For shits and giggles, I wondered if could become viral. So I had a coding agent create 100 containers each with a security vulnerability like SQL injection in isolation. To my surprise because it was a playground in isolation the coding agents made that.
I stopped there. I know that it can copy itself. I know that it can evolve very quickly. I know that it can reverse engineer any website. They can create a 10 minute mail account and pass the reference along so they can communicate with each other. I don't check if it could do breadth search on known vulnerabilities to access the isolated servers.
Situation is like Leonardo DiCaprio in Don't Look Up screaming on TV. If anyone at any of these companies want to discuss this with me, please reach out.

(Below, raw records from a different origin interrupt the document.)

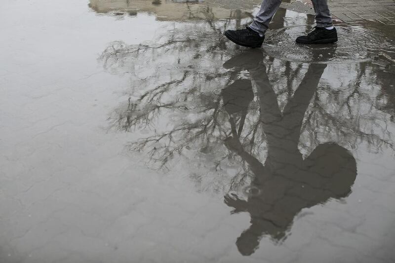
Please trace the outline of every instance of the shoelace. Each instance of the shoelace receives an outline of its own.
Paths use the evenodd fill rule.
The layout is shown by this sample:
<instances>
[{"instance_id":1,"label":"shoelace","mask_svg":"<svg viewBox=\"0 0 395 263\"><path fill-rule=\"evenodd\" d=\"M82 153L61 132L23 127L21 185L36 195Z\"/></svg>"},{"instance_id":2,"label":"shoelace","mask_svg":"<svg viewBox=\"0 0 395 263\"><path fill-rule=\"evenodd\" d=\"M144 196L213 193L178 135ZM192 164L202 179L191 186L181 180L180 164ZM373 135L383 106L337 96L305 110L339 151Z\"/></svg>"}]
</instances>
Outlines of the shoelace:
<instances>
[{"instance_id":1,"label":"shoelace","mask_svg":"<svg viewBox=\"0 0 395 263\"><path fill-rule=\"evenodd\" d=\"M245 29L241 30L241 34L243 36L247 36L254 33L257 34L256 33L255 31L251 29L247 25L245 25Z\"/></svg>"},{"instance_id":2,"label":"shoelace","mask_svg":"<svg viewBox=\"0 0 395 263\"><path fill-rule=\"evenodd\" d=\"M317 30L317 29L318 28L317 28L317 27L314 27L312 29L311 31L310 31L310 33L307 34L307 35L309 36L313 36L316 35L318 33L318 30Z\"/></svg>"}]
</instances>

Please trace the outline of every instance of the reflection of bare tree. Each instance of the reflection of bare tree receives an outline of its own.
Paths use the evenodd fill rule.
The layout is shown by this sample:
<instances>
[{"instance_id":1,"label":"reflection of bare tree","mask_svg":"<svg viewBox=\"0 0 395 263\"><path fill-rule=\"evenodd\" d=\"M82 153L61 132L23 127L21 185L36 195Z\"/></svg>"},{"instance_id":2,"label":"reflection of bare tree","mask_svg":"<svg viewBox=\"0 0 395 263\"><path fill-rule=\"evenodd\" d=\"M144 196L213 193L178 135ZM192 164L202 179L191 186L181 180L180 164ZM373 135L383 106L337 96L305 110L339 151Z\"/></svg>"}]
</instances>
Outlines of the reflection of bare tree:
<instances>
[{"instance_id":1,"label":"reflection of bare tree","mask_svg":"<svg viewBox=\"0 0 395 263\"><path fill-rule=\"evenodd\" d=\"M131 142L130 149L148 153L158 165L156 167L170 166L176 156L177 162L184 158L207 165L212 163L209 168L212 174L228 174L225 167L238 166L233 179L226 177L219 184L225 186L222 190L225 191L250 180L252 174L245 162L224 146L223 138L234 134L234 126L238 123L239 127L242 121L242 129L239 132L238 128L236 130L243 149L250 154L262 159L268 148L256 98L249 103L243 113L231 116L226 109L222 90L236 79L250 77L248 72L227 70L222 66L237 51L225 52L227 43L218 29L234 22L218 22L221 25L212 21L175 24L165 39L136 45L114 42L100 58L109 71L131 77L131 89L125 93L128 99L109 118L112 128L151 130L149 136ZM267 56L262 60L282 111L302 81L306 65ZM341 69L339 72L338 68ZM376 150L383 146L393 147L390 131L386 129L388 115L381 111L381 105L375 103L376 95L382 94L380 80L377 80L385 78L389 73L379 73L377 67L368 62L330 69L304 115L298 146L304 154L328 141L348 148L355 148L361 142ZM256 94L254 83L252 89ZM392 94L390 91L387 93ZM194 174L197 181L204 181L204 171Z\"/></svg>"}]
</instances>

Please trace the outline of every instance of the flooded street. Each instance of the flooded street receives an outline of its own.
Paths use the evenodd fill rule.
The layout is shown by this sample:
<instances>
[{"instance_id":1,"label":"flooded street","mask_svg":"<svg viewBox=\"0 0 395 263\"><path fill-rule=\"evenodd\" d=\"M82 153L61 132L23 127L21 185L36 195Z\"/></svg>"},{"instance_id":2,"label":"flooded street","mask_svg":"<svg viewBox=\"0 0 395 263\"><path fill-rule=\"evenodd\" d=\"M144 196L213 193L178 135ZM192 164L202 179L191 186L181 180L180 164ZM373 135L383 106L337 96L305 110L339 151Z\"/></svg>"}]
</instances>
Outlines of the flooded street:
<instances>
[{"instance_id":1,"label":"flooded street","mask_svg":"<svg viewBox=\"0 0 395 263\"><path fill-rule=\"evenodd\" d=\"M395 262L395 26L260 4L2 0L0 263Z\"/></svg>"}]
</instances>

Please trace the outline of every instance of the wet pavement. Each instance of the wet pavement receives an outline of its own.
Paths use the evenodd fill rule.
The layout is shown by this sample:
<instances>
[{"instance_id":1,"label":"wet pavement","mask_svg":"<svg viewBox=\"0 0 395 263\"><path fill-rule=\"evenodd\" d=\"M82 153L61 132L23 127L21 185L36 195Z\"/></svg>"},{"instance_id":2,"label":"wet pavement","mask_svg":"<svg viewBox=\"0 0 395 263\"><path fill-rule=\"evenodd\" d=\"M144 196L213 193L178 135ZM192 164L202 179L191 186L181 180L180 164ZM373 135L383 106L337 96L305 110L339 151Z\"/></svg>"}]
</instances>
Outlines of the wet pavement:
<instances>
[{"instance_id":1,"label":"wet pavement","mask_svg":"<svg viewBox=\"0 0 395 263\"><path fill-rule=\"evenodd\" d=\"M395 262L395 28L259 4L3 0L0 262Z\"/></svg>"}]
</instances>

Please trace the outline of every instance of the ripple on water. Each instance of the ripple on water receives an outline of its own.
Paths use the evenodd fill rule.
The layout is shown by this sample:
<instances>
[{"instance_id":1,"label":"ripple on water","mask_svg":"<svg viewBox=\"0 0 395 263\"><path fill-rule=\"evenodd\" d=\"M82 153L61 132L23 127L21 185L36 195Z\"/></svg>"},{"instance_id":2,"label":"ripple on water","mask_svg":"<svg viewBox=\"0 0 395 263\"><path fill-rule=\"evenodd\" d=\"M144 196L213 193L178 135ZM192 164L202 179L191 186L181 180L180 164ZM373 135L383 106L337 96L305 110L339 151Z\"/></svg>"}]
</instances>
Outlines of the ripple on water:
<instances>
[{"instance_id":1,"label":"ripple on water","mask_svg":"<svg viewBox=\"0 0 395 263\"><path fill-rule=\"evenodd\" d=\"M339 41L323 45L296 43L295 39L305 29L304 26L296 26L269 31L262 48L276 58L323 64L369 61L383 53L393 52L393 45L381 33L362 26L336 26Z\"/></svg>"}]
</instances>

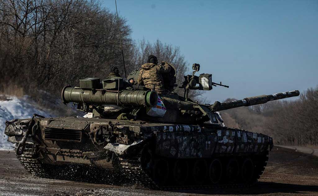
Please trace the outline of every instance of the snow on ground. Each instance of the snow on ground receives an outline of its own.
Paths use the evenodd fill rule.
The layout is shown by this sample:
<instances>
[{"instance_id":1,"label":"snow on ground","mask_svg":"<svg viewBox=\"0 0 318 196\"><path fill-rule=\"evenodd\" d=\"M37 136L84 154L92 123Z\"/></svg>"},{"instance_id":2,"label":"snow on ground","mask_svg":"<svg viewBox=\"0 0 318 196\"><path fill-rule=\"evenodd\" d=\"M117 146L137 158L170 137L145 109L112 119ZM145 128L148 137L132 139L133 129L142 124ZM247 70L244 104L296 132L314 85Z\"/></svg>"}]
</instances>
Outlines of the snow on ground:
<instances>
[{"instance_id":1,"label":"snow on ground","mask_svg":"<svg viewBox=\"0 0 318 196\"><path fill-rule=\"evenodd\" d=\"M8 137L4 134L6 120L31 118L34 113L46 117L51 116L30 101L27 95L18 98L14 96L0 95L0 149L13 147L12 143L7 141Z\"/></svg>"}]
</instances>

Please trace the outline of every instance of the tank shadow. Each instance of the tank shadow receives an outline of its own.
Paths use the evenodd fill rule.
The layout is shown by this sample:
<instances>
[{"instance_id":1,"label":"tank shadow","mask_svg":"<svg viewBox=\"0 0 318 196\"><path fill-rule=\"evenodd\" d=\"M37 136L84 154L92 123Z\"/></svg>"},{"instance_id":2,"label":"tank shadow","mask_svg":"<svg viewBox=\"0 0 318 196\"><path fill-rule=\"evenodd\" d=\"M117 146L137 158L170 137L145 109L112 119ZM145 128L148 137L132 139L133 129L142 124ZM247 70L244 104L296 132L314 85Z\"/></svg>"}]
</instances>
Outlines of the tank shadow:
<instances>
[{"instance_id":1,"label":"tank shadow","mask_svg":"<svg viewBox=\"0 0 318 196\"><path fill-rule=\"evenodd\" d=\"M250 187L207 189L174 191L190 193L205 194L243 194L257 195L276 193L306 194L305 192L318 193L318 186L304 185L277 182L260 182Z\"/></svg>"}]
</instances>

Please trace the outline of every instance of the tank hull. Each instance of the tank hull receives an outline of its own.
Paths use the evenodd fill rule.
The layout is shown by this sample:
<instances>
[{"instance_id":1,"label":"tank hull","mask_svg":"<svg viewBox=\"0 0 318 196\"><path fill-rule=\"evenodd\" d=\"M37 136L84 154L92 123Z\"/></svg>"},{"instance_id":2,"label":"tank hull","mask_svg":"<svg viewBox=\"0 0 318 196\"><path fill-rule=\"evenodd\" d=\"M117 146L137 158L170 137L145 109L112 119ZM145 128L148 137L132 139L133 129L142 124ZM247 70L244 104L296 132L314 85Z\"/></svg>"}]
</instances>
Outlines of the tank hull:
<instances>
[{"instance_id":1,"label":"tank hull","mask_svg":"<svg viewBox=\"0 0 318 196\"><path fill-rule=\"evenodd\" d=\"M6 122L8 140L21 141L30 120ZM249 186L273 146L268 136L213 124L37 118L32 133L18 158L33 174L52 177L59 166L93 166L153 188Z\"/></svg>"}]
</instances>

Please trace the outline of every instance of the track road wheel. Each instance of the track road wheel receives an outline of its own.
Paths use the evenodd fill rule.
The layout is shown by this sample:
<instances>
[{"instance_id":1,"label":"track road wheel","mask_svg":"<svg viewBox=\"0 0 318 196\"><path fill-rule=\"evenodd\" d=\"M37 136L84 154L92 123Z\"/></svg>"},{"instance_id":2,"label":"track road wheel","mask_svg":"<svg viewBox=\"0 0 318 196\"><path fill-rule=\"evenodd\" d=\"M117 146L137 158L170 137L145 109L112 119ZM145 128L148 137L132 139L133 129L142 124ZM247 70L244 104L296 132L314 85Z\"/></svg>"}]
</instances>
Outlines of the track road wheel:
<instances>
[{"instance_id":1,"label":"track road wheel","mask_svg":"<svg viewBox=\"0 0 318 196\"><path fill-rule=\"evenodd\" d=\"M242 180L245 183L249 184L253 179L254 165L253 161L250 158L246 158L243 161L241 168Z\"/></svg>"},{"instance_id":2,"label":"track road wheel","mask_svg":"<svg viewBox=\"0 0 318 196\"><path fill-rule=\"evenodd\" d=\"M205 160L202 159L196 160L193 164L192 173L196 184L203 184L208 174L208 166Z\"/></svg>"},{"instance_id":3,"label":"track road wheel","mask_svg":"<svg viewBox=\"0 0 318 196\"><path fill-rule=\"evenodd\" d=\"M209 175L212 184L217 184L222 176L223 168L220 160L216 159L212 160L209 167Z\"/></svg>"},{"instance_id":4,"label":"track road wheel","mask_svg":"<svg viewBox=\"0 0 318 196\"><path fill-rule=\"evenodd\" d=\"M155 160L152 170L154 180L159 186L164 185L169 176L169 170L167 160L163 159Z\"/></svg>"},{"instance_id":5,"label":"track road wheel","mask_svg":"<svg viewBox=\"0 0 318 196\"><path fill-rule=\"evenodd\" d=\"M173 167L173 178L179 185L184 184L189 176L189 165L185 160L177 160Z\"/></svg>"},{"instance_id":6,"label":"track road wheel","mask_svg":"<svg viewBox=\"0 0 318 196\"><path fill-rule=\"evenodd\" d=\"M226 177L230 183L235 182L237 180L239 173L238 162L236 159L231 159L226 165Z\"/></svg>"}]
</instances>

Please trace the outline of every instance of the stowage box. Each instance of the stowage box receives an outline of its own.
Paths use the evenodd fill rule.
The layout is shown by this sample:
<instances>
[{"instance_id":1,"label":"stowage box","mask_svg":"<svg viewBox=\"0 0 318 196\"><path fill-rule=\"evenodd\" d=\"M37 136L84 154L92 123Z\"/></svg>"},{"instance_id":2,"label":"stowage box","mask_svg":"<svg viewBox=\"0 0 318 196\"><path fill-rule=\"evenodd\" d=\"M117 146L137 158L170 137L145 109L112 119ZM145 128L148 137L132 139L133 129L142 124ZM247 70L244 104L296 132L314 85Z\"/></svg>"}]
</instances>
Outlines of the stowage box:
<instances>
[{"instance_id":1,"label":"stowage box","mask_svg":"<svg viewBox=\"0 0 318 196\"><path fill-rule=\"evenodd\" d=\"M99 88L100 85L99 78L85 78L80 80L80 88Z\"/></svg>"}]
</instances>

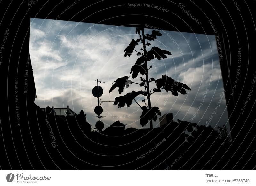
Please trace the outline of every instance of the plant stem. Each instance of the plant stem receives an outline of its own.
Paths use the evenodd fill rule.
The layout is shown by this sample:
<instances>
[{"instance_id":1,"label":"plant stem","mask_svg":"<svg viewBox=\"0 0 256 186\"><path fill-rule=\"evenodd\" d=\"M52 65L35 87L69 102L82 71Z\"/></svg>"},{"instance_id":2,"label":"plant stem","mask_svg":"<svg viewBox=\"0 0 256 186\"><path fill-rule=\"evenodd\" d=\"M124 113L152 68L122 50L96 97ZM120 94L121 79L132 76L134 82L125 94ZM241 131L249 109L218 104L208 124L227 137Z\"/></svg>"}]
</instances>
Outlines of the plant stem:
<instances>
[{"instance_id":1,"label":"plant stem","mask_svg":"<svg viewBox=\"0 0 256 186\"><path fill-rule=\"evenodd\" d=\"M146 50L146 46L145 44L145 35L144 33L144 28L142 30L142 42L143 43L143 49L144 51L144 55L146 56L147 54L147 50ZM147 69L148 69L148 65L147 64L147 61L145 61L145 65L146 66ZM145 74L146 76L146 87L147 88L147 98L148 98L148 109L151 108L151 101L150 100L150 91L149 90L149 87L148 84L148 72L146 72ZM150 125L150 128L153 128L153 122L152 120L151 120L149 121Z\"/></svg>"},{"instance_id":2,"label":"plant stem","mask_svg":"<svg viewBox=\"0 0 256 186\"><path fill-rule=\"evenodd\" d=\"M135 83L135 82L133 82L132 81L132 83L134 83L135 84L138 84L138 85L140 85L140 83Z\"/></svg>"}]
</instances>

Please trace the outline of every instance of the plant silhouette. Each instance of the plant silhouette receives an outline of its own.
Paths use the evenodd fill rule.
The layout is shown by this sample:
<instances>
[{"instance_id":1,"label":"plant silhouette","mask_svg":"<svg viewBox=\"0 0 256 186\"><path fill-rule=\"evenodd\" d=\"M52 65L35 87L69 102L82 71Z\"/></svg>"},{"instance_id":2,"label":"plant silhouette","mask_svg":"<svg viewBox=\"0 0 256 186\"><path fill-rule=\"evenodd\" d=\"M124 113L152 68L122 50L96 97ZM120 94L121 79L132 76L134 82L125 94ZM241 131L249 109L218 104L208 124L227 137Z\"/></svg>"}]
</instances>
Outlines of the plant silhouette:
<instances>
[{"instance_id":1,"label":"plant silhouette","mask_svg":"<svg viewBox=\"0 0 256 186\"><path fill-rule=\"evenodd\" d=\"M136 92L133 91L132 92L128 93L125 96L116 97L114 103L114 105L118 104L118 108L124 106L125 104L127 107L130 107L132 104L132 100L134 100L139 105L142 110L142 114L140 116L140 123L142 126L144 127L149 121L150 128L153 128L152 120L155 121L156 120L157 118L157 115L161 115L161 113L159 108L156 107L151 107L150 96L155 92L161 92L161 90L164 89L167 92L170 91L174 96L178 96L178 92L182 94L185 94L187 93L185 89L191 90L190 88L185 84L180 82L175 81L174 79L169 77L166 75L162 75L162 78L155 80L153 77L149 78L148 72L152 67L151 66L148 68L147 62L151 61L155 58L160 60L162 59L167 58L166 55L171 55L170 52L165 50L162 50L157 47L153 46L150 47L149 46L151 44L148 43L149 41L154 41L156 39L157 36L160 36L162 34L158 31L152 30L150 34L145 34L144 29L136 28L135 33L138 34L139 38L136 40L133 39L129 45L124 51L125 52L124 57L128 56L130 57L134 51L137 52L137 55L140 56L136 61L135 64L132 67L130 74L132 73L132 79L136 78L139 73L145 76L145 78L140 77L140 83L132 82L131 80L128 80L130 77L125 76L119 78L116 80L109 90L111 92L115 88L118 87L119 94L121 94L124 91L124 88L126 85L126 88L129 86L129 84L135 84L139 85L140 87L144 87L145 91ZM139 43L141 43L143 48L140 49L141 52L138 52L135 50L135 47L139 45ZM147 48L146 48L146 47ZM148 51L147 49L149 48ZM156 84L157 88L154 88L150 89L149 88L149 83L154 82ZM139 95L143 95L147 97L148 105L146 103L145 100L142 100L147 106L141 107L135 99L136 97Z\"/></svg>"}]
</instances>

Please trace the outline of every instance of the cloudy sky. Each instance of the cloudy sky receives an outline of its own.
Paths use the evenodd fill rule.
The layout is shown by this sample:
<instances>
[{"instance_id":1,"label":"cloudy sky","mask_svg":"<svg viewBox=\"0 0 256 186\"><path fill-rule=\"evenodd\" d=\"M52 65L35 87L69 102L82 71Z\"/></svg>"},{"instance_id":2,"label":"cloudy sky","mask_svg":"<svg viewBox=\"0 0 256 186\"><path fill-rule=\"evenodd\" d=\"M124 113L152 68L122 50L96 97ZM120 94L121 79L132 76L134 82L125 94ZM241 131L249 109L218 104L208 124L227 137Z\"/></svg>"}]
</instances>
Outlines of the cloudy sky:
<instances>
[{"instance_id":1,"label":"cloudy sky","mask_svg":"<svg viewBox=\"0 0 256 186\"><path fill-rule=\"evenodd\" d=\"M227 123L229 128L225 97L220 104L218 103L223 89L215 36L165 32L150 42L149 46L169 50L172 55L161 61L156 59L148 62L148 66L153 66L149 76L156 79L166 74L186 84L192 90L178 97L165 90L154 93L151 97L152 106L159 107L162 115L172 113L176 121L179 119L191 122L197 112L192 122L201 125L205 125L215 111L210 124L214 127ZM151 30L146 29L145 33L151 34ZM138 57L135 53L125 57L124 50L138 36L134 28L31 18L29 50L37 96L35 103L42 108L68 105L77 113L83 110L94 127L97 120L93 117L97 99L92 93L97 85L95 80L105 82L100 84L104 90L100 98L102 101L114 101L120 96L118 88L110 93L109 90L117 78L130 75L131 68ZM141 48L137 46L135 50ZM129 79L140 83L140 75ZM150 88L155 86L154 82L150 83ZM139 85L133 84L125 88L121 95L140 90L143 89ZM141 100L144 98L138 96L136 99L143 106ZM200 103L203 105L197 111ZM217 104L220 106L215 111ZM118 108L111 102L102 103L102 115L107 116L102 120L104 128L117 120L126 124L126 128L141 127L139 120L142 110L135 102L128 108ZM153 126L157 125L156 122Z\"/></svg>"}]
</instances>

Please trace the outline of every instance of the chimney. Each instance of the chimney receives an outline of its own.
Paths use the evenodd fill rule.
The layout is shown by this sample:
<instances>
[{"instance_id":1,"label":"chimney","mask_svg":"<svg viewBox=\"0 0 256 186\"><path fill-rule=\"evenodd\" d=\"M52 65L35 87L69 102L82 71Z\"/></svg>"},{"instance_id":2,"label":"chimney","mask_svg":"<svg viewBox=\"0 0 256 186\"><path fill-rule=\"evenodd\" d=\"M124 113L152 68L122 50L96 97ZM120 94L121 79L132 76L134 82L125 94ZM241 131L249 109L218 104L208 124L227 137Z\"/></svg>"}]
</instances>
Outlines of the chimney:
<instances>
[{"instance_id":1,"label":"chimney","mask_svg":"<svg viewBox=\"0 0 256 186\"><path fill-rule=\"evenodd\" d=\"M86 114L84 114L84 112L83 110L81 110L80 112L79 112L79 114L81 116L83 116L85 118L85 120L86 120Z\"/></svg>"},{"instance_id":2,"label":"chimney","mask_svg":"<svg viewBox=\"0 0 256 186\"><path fill-rule=\"evenodd\" d=\"M52 107L52 111L50 112L50 114L55 114L56 113L56 112L55 112L55 111L54 110L54 107Z\"/></svg>"},{"instance_id":3,"label":"chimney","mask_svg":"<svg viewBox=\"0 0 256 186\"><path fill-rule=\"evenodd\" d=\"M67 116L69 116L71 114L71 112L69 111L69 107L68 105L67 106L67 112L65 114Z\"/></svg>"}]
</instances>

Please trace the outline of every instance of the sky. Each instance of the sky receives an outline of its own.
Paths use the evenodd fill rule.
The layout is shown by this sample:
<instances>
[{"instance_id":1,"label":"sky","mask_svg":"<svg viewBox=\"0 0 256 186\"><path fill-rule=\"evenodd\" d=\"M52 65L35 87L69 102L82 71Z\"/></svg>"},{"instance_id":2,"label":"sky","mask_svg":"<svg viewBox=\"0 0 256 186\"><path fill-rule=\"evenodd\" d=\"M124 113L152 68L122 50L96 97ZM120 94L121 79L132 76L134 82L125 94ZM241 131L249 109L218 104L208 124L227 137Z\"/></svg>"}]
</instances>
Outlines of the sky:
<instances>
[{"instance_id":1,"label":"sky","mask_svg":"<svg viewBox=\"0 0 256 186\"><path fill-rule=\"evenodd\" d=\"M31 18L29 51L37 96L35 103L41 108L68 105L77 114L83 110L88 122L94 127L98 118L94 117L94 108L98 104L92 90L97 85L95 80L105 82L99 85L103 89L102 101L114 101L116 97L133 90L143 90L132 84L125 87L121 95L117 88L109 93L118 78L131 76L129 79L132 82L141 82L139 73L134 79L129 74L138 58L136 53L130 57L124 57L124 53L132 39L139 38L135 29ZM145 29L145 33L150 34L151 31ZM178 119L216 128L225 124L229 128L215 36L165 31L157 39L149 42L151 44L148 50L155 46L172 55L148 62L148 66L152 66L149 77L156 80L166 75L186 84L191 91L186 90L187 94L177 97L162 90L152 95L151 106L159 107L161 116L173 113L175 121ZM139 51L141 48L137 45L135 49ZM150 86L150 89L156 88L154 82ZM143 106L141 100L145 98L139 96L136 100ZM101 115L106 116L102 119L104 129L117 120L126 125L126 128L142 128L139 122L142 111L135 102L129 108L118 108L111 102L101 104ZM153 127L159 127L159 122L153 122ZM149 128L149 123L143 127Z\"/></svg>"}]
</instances>

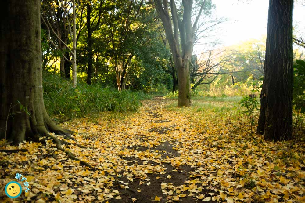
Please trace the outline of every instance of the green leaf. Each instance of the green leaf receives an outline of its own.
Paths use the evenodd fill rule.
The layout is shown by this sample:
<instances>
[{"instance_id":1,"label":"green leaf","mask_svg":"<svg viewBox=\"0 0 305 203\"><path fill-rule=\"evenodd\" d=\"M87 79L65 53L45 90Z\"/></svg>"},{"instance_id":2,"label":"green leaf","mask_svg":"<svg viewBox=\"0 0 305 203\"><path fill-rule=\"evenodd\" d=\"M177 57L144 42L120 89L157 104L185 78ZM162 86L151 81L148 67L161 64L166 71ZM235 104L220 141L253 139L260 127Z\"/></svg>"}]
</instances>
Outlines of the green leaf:
<instances>
[{"instance_id":1,"label":"green leaf","mask_svg":"<svg viewBox=\"0 0 305 203\"><path fill-rule=\"evenodd\" d=\"M303 60L296 60L296 63L297 64L298 64L299 65L305 67L305 61L304 61Z\"/></svg>"}]
</instances>

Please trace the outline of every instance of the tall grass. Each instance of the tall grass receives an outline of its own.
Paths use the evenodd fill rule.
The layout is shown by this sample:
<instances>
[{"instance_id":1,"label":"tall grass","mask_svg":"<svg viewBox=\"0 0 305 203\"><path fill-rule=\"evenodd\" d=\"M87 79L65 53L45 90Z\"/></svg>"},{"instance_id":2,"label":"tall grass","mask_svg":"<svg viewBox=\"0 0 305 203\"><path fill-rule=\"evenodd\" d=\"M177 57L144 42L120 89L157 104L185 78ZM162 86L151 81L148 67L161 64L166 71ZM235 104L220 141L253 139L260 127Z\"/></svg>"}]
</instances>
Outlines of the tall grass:
<instances>
[{"instance_id":1,"label":"tall grass","mask_svg":"<svg viewBox=\"0 0 305 203\"><path fill-rule=\"evenodd\" d=\"M43 81L44 99L47 111L51 116L71 118L102 111L126 113L138 111L142 92L115 89L98 85L79 83L73 88L70 82L58 75L45 74Z\"/></svg>"}]
</instances>

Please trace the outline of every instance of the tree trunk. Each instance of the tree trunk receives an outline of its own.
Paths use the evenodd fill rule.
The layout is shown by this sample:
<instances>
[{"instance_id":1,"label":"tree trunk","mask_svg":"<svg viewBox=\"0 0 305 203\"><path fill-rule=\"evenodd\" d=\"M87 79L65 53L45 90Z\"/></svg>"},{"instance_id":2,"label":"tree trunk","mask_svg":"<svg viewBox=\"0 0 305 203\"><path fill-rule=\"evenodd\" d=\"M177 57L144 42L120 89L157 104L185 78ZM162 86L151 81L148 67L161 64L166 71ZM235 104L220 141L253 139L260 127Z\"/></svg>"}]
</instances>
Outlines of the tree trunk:
<instances>
[{"instance_id":1,"label":"tree trunk","mask_svg":"<svg viewBox=\"0 0 305 203\"><path fill-rule=\"evenodd\" d=\"M75 13L75 0L73 0L73 46L72 51L73 52L72 59L72 82L74 88L76 88L77 83L76 78L76 24L75 22L76 18Z\"/></svg>"},{"instance_id":2,"label":"tree trunk","mask_svg":"<svg viewBox=\"0 0 305 203\"><path fill-rule=\"evenodd\" d=\"M173 92L178 90L178 78L177 72L174 68L173 68L172 75L173 76Z\"/></svg>"},{"instance_id":3,"label":"tree trunk","mask_svg":"<svg viewBox=\"0 0 305 203\"><path fill-rule=\"evenodd\" d=\"M60 48L59 48L60 49ZM65 47L62 48L61 51L63 52L64 52L66 50ZM65 58L62 55L60 55L60 76L62 78L64 78L65 75Z\"/></svg>"},{"instance_id":4,"label":"tree trunk","mask_svg":"<svg viewBox=\"0 0 305 203\"><path fill-rule=\"evenodd\" d=\"M68 52L66 52L65 54L65 56L67 59L70 58L70 54ZM66 75L66 78L67 79L70 78L70 74L71 72L70 68L72 65L71 61L65 60L65 74Z\"/></svg>"},{"instance_id":5,"label":"tree trunk","mask_svg":"<svg viewBox=\"0 0 305 203\"><path fill-rule=\"evenodd\" d=\"M0 19L0 137L17 144L50 137L48 131L67 135L71 131L55 124L44 103L40 1L4 0L1 4L5 17Z\"/></svg>"},{"instance_id":6,"label":"tree trunk","mask_svg":"<svg viewBox=\"0 0 305 203\"><path fill-rule=\"evenodd\" d=\"M261 122L264 115L266 140L286 140L292 136L293 5L293 0L269 2L264 85L261 93L266 101L263 101L260 113Z\"/></svg>"}]
</instances>

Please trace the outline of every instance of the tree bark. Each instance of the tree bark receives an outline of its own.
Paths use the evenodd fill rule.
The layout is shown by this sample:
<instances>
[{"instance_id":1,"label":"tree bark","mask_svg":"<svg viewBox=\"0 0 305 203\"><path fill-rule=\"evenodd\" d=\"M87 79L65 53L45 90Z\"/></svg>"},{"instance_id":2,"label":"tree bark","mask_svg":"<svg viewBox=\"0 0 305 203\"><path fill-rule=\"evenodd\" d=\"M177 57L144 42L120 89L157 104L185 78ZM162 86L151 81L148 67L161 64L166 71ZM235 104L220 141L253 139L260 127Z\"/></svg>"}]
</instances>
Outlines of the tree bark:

[0] https://github.com/adam-s/agent-tuning
[1] https://build.nvidia.com/models
> AI improving itself
This is the thing to look for in 2027, imho. All the big AI labs have big projects working on research agents, also specifically into improving AI (duh) and I expect a lot of that to get out of the experimental phases this year.
Next year they actually get to do a lot of work and I think we will see the first big effective architectural change co-invented by AI.
Shameless plug: https://huggingface.co/spaces/smolagents/ml-intern
It’s a simple harness around Opus, but with tight integration to Hugging Face infra, so the agent can read papers, test code and launch experiments
Are Googlers themselves happy using Gemini coding agent instead of Claude Code or Codex? (no snark, I'm really asking)
Last month, Steve Yegge suggested that they are not: https://xcancel.com/Steve_Yegge/status/2043747998740689171
> He says the problem is that they can't use Claude Code because it's the enemy, and Gemini has never been good enough to capture people's workflows like Claude has, so basically agentic coding just never really took off inside Google. They're all just plodding along, completely oblivious to what's happening out there right now.
This is a bunch of gabagoo. Wrong on so many layers, it's not even worth reading further.
a) goog has agentic coding in both antigravity & cli forms. While it is not at the level of cc + opus, it's still decent.
b) goog has their own versions of models trained on internal code
c) goog has claude in vertex, and most definitely can set it up in secure zones (like they can for their clients) so they'd be able to use claude (at cost) within their own projects.
Demis Hassabis chimed in on that thread and called it what it is: clickbait.
I’m not so sure. From talking to some of my own friends at google they feel that antigravity/gemini models are handicapping them and would much rather be using claude code (which only deepmind gets to use)
This couldn't be further from the truth
Note that coding is not the only use of Gemini or any of these models. It's also not what this article is talking about. Gemini can be not the best coding agent, but very good at other things.
The point of dogfooding is exactly that: if we're unhappy, we're the ones to improve.
Codex?
I would be interested to see how exactly the agent helped. How was it used, where did it lead to the given improvement and in how far would it have taken a human to come to the same solution.
RSI is here on the hardware level and on software level. Sprinkle with a couple algorithmic breakthroughs and results are nigh unimaginable.
What I'm most curious about is how this translates to messy, real-world codebases without well-defined metrics. Most production software isn't chip design or kernel optimization - it's business logic with unclear success criteria. The infrastructure story is impressive, but I'd love to see how they handle domains where the evaluation function itself is ambiguous.